Essa subtrama aprofunda o papel de Snake Eyes como o núcleo emocional dos Joes, humanizando um personagem muitas vezes mitificado como invencível. Sua reação à ’traição“ de Scarlett reforça o relacionamento entre eles como uma âncora narrativa, influenciando representações posteriores nos quadrinhos da IDW e em filmes como G.I. Joe: The Rise of Cobra (2009), em que o vínculo entre eles é fundamental.

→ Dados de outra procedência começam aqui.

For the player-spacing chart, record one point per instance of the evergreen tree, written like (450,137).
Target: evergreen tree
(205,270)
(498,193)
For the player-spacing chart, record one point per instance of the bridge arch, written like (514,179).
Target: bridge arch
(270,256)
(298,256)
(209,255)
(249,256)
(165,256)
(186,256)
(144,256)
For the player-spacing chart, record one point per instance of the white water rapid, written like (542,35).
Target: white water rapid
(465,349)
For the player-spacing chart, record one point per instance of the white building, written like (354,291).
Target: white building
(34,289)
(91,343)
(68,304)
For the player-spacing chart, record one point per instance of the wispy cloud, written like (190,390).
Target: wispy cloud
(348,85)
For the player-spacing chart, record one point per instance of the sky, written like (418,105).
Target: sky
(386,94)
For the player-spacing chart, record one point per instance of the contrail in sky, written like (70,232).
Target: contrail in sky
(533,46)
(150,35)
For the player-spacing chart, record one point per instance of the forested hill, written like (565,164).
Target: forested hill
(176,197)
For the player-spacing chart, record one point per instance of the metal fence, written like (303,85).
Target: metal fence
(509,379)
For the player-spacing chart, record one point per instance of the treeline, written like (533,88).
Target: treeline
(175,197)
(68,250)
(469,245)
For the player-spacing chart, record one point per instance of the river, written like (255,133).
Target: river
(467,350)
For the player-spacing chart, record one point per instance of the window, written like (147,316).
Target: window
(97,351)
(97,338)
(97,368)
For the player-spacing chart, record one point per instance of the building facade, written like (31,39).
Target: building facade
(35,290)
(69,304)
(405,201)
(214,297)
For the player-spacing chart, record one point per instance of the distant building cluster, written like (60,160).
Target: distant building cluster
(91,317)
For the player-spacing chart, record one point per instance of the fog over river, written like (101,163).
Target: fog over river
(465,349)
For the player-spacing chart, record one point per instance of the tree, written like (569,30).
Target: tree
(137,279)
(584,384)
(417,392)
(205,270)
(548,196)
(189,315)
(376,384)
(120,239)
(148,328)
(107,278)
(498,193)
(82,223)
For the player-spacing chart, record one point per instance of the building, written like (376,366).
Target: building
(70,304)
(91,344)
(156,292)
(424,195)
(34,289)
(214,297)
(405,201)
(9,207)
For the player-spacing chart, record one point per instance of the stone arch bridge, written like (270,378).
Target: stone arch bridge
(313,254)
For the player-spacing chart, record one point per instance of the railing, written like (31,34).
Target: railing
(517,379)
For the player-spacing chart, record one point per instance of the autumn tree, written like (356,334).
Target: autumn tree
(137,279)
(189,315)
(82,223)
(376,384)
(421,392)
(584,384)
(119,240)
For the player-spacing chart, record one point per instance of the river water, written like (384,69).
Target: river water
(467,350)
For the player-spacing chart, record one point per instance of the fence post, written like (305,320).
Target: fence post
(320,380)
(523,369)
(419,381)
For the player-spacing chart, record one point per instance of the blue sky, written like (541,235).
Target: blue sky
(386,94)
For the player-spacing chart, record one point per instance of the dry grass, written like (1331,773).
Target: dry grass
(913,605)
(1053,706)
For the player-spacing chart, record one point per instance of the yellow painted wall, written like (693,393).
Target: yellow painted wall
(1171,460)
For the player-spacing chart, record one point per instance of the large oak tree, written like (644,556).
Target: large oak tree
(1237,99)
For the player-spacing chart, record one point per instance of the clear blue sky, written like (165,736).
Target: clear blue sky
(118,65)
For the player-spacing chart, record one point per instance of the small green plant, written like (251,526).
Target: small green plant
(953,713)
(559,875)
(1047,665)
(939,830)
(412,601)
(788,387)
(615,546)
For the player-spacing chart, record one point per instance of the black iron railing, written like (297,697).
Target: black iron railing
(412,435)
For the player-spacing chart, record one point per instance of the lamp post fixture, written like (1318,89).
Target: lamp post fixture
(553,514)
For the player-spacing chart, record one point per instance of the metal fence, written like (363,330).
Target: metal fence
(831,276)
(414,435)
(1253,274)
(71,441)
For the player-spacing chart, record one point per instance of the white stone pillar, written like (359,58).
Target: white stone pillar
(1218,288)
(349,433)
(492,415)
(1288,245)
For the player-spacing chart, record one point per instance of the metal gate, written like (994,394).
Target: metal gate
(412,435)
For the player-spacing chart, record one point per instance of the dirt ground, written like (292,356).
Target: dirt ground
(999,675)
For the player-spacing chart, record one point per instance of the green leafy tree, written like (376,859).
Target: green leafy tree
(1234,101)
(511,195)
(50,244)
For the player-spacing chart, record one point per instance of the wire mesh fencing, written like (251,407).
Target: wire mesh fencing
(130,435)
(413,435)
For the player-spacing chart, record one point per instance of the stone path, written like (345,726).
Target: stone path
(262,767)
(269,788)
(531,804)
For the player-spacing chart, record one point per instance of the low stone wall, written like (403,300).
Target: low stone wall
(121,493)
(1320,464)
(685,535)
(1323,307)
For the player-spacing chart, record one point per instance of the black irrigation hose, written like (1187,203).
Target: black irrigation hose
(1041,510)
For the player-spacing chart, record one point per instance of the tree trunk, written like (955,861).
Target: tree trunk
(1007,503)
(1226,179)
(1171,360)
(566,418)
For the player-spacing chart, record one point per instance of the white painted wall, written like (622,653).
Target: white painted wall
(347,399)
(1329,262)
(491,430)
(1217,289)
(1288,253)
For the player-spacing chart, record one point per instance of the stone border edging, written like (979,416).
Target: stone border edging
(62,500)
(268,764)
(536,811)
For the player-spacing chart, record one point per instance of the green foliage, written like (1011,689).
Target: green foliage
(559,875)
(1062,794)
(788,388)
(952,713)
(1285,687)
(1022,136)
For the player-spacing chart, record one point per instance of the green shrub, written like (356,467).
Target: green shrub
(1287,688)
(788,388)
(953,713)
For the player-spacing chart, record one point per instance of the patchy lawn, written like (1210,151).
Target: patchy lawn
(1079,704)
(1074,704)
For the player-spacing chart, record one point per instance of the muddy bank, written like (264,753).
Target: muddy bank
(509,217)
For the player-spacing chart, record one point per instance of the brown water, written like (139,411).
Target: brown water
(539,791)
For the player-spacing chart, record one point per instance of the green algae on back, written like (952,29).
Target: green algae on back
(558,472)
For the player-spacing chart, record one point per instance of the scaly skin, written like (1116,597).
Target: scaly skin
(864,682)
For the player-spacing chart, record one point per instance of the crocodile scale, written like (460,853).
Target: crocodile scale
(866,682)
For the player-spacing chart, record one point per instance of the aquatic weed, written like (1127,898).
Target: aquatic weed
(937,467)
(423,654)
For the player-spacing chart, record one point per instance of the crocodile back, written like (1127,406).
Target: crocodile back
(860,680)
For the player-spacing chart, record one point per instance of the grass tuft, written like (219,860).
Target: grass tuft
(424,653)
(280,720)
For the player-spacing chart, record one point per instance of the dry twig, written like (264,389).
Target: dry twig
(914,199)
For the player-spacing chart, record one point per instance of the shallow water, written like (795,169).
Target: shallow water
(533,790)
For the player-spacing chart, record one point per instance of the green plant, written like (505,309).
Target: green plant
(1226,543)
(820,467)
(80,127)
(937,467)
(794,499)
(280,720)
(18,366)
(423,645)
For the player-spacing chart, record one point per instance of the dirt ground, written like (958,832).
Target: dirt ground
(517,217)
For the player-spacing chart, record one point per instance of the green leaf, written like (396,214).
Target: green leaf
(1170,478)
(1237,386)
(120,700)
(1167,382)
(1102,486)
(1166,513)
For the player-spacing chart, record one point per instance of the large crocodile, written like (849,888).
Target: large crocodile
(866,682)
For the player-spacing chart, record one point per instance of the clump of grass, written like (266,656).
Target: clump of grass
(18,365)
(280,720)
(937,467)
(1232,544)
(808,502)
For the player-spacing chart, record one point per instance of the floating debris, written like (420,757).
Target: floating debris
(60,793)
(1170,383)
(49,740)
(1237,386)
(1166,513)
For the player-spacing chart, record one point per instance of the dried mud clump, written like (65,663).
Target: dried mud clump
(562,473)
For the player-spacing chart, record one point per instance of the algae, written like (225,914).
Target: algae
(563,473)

Dentro do arco da Força Ninja, ele estabelece a reintegração de Scarlett e a determinação da equipe contra os Night Creepers de Cobra, fundamentando os fantásticos cruzamentos de Transformers com interesses pessoais.

As discussões dos fãs, como visto em plataformas como o Reddit, elogiam o arco por seu peso emocional, mas observam que sua brevidade limita uma exploração mais profunda. A escolha de Hama de manter os pensamentos internos de Snake Eyes opacos (sem balões de pensamento, apenas ações) divide os leitores - alguns veem isso como uma sutileza genial, outros como frustrantemente vago. De qualquer forma, isso consolida sua força silenciosa, fazendo com que suas raras demonstrações de vulnerabilidade (por exemplo, o bilhete para Hawk) ressoem profundamente.

Conclusão

A reação emocional de Snake Eyes à ’deserção“ de Scarlett é uma aula magistral de narração silenciosa, usando contenção, hesitação e culpa para transmitir o coração de um ninja que se parte e se conserta. Desde o choque inicial até o ato doloroso de feri-la, sua jornada é uma jornada de confiança testada e reafirmada, acrescentando camadas a um personagem definido pela ausência - de voz, de rosto, mas nunca de sentimento. Nas mãos de Hama, Snake Eyes se torna mais do que um guerreiro mascarado; ele é um homem que navega pelo amor e pelo dever em um mundo de sombras. Para os fãs, esse arco é um lembrete pungente: Até mesmo os silenciosos podem gritar por dentro, e conhecer essa dor é metade da batalha. Você é o Joe.